And if we hit run, whoa, look at that. We've nearly quadrupled our FPS yet again just by halving the resolution. Dropping it from 640 to 320 is not that much of a difference. Realistically, in most applications, you're not going to notice a difference in accuracy or really distance unless you're really, really far away from the camera. I can very happily stand at the back of the room, which is about six meters away from the camera. And we can drop it yet again. Let's go down to 160. And you can see, oh, look how smooth that is. We're hitting 100 FPS sometimes, but it's probably averaging out to be about 30, maybe 40 FPS, which is really, really quite smooth. Now for us, 320 is probably good enough, but feel free to go backwards and forwards and lower that resolution as much as you need to get your desired FPS. But just be aware that you may start to lose some accuracy and distance that you can detect things at. So tune it to your needs.
Also note that that resolution needs to be a multiple of 32. So you can't set it to 100. It's not a multiple of 32, but you could set it to 96 or 128. Also, just remember to change that resolution in the demo script to match it, or you're going to run into some detection issues. Now we have pose estimation running and we can get it to a decent FPS. Let's do something with it by using those key points to achieve something. If you run the code for a few frames and then stop it with Q, we can punch in this variable called results. Result zero will get the result of the last frame. And in here is all the information coming out of the YOLO model. And there is a whole bunch of information in here, but the one we're really interested in is this key points. Now you can play around with that if you want, but we wrote another script that lets you easily get this data.
So go ahead and open up key point acquisition. And this code is pretty much identical to the last one, but with the addition of this function here, you input the key point number that you want. And here is a big list of what number corresponds to what point gets detected. And then you say whether you want the X or Y coordinate and it spits that out. So if we go down here, we can see it in use. We call the function get key point position. And we're going to ask for zero, which is the nose. And then we're going to call for the X and then the Y coordinate. And then we're just going to simply print both of them out. And if we run this code, you should see the preview window pop up in a bit and see those numbers being printed out. If I move my nose to the bottom of the screen, it should approach one. And as I move it back up, it should approach zero and then across zero all the way to one on the other side along the X axis there.

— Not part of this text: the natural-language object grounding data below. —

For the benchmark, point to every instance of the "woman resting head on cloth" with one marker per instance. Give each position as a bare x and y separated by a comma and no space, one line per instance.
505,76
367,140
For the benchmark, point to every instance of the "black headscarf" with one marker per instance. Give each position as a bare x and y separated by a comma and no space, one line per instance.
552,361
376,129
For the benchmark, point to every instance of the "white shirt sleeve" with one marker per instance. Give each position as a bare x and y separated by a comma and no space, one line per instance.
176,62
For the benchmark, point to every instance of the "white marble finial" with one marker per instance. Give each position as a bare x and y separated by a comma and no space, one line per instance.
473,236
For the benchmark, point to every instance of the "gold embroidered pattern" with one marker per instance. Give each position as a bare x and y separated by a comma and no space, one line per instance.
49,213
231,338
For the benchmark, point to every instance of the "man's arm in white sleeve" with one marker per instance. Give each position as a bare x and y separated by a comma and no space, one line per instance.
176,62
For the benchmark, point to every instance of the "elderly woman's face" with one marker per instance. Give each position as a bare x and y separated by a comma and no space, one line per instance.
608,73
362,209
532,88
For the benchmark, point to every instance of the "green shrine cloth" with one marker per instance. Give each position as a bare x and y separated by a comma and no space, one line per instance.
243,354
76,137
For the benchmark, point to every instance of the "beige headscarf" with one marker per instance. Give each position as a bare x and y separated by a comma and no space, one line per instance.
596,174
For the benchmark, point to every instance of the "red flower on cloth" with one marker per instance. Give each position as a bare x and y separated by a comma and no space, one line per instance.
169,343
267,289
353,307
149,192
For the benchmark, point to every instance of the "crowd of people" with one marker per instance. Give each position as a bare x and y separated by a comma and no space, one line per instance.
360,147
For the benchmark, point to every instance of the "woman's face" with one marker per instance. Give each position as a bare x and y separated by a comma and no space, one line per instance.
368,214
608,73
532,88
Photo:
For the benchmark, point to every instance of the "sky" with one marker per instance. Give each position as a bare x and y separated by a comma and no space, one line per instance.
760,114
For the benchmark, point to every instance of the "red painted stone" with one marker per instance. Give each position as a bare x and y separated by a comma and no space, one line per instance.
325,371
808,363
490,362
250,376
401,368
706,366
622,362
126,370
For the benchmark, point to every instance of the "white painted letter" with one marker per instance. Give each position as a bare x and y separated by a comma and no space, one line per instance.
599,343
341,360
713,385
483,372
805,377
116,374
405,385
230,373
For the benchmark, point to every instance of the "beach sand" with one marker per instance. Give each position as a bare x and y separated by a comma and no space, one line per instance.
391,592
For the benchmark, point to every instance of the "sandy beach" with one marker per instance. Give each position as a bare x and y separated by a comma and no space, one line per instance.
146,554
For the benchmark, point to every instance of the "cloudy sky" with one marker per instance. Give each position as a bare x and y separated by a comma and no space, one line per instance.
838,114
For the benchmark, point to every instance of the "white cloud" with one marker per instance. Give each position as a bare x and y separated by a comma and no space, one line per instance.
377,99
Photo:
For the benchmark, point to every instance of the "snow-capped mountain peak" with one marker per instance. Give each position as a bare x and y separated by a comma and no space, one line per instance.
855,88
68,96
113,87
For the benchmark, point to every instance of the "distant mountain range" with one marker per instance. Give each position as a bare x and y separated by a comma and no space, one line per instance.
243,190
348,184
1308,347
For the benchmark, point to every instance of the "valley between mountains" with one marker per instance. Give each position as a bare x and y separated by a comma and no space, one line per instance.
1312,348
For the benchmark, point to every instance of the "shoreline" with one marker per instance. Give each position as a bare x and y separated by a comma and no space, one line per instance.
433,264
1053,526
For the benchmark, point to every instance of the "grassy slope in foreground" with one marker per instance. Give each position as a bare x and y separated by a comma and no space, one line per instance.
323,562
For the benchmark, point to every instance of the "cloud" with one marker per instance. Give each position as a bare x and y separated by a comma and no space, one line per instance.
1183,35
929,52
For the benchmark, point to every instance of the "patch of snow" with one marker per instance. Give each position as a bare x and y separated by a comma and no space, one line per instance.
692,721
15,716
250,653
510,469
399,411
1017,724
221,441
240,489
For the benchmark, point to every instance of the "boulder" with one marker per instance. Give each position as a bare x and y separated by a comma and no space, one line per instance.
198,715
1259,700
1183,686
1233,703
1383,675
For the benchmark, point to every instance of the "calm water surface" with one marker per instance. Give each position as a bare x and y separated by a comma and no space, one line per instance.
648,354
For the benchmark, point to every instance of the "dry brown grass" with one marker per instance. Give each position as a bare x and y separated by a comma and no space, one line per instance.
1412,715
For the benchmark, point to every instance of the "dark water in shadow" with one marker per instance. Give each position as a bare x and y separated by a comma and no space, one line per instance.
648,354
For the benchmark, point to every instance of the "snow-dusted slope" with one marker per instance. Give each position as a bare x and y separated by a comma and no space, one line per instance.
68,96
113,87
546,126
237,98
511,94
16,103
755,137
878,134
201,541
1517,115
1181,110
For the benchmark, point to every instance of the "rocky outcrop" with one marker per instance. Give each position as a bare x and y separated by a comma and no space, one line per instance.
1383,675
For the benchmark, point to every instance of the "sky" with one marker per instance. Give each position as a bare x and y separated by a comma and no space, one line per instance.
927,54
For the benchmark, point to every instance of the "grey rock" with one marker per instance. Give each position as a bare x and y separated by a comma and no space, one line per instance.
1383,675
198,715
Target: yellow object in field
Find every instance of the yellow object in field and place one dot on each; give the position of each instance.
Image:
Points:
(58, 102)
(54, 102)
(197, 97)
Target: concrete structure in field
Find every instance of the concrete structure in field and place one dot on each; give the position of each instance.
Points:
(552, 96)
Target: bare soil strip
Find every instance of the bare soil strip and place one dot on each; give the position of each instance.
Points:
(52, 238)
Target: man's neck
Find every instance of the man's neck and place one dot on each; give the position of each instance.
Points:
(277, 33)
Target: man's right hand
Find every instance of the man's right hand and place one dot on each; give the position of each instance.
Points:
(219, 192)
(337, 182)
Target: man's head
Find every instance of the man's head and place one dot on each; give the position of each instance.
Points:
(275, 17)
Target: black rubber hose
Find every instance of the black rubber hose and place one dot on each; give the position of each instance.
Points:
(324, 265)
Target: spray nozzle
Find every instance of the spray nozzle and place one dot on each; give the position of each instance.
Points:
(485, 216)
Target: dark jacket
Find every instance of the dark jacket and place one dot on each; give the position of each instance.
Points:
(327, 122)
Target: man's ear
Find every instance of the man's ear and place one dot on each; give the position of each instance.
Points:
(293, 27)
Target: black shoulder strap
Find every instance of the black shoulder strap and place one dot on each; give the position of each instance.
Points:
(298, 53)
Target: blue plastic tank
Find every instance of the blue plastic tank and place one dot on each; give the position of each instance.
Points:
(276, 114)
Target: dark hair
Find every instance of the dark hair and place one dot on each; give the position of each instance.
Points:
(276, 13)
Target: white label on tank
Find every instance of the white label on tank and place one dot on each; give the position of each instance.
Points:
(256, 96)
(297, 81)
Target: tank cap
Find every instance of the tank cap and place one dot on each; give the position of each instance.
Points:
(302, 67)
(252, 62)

And this is the connection between running pose estimation and your project, as we can get where in the frame any of those key pointed body parts are. And from here, you could do, well, anything you really want with that. You could take the position of your arm and control hardware with it, like a servo or something, track the position of your shoulder points and make a push up counter. Or you could use it to control software based things like video games. And if you go ahead and open up SpaceInvaders.py, you'll find one that we prepared earlier. Now, this code is quite long, but all it's doing is taking the X position of your nose and it uses it to calculate where to move the spaceship. Now, this uses something called Pygame. And this video is a tutorial on how to use that. And I'm not an expert in Pygame, but luckily you and I can get access to one.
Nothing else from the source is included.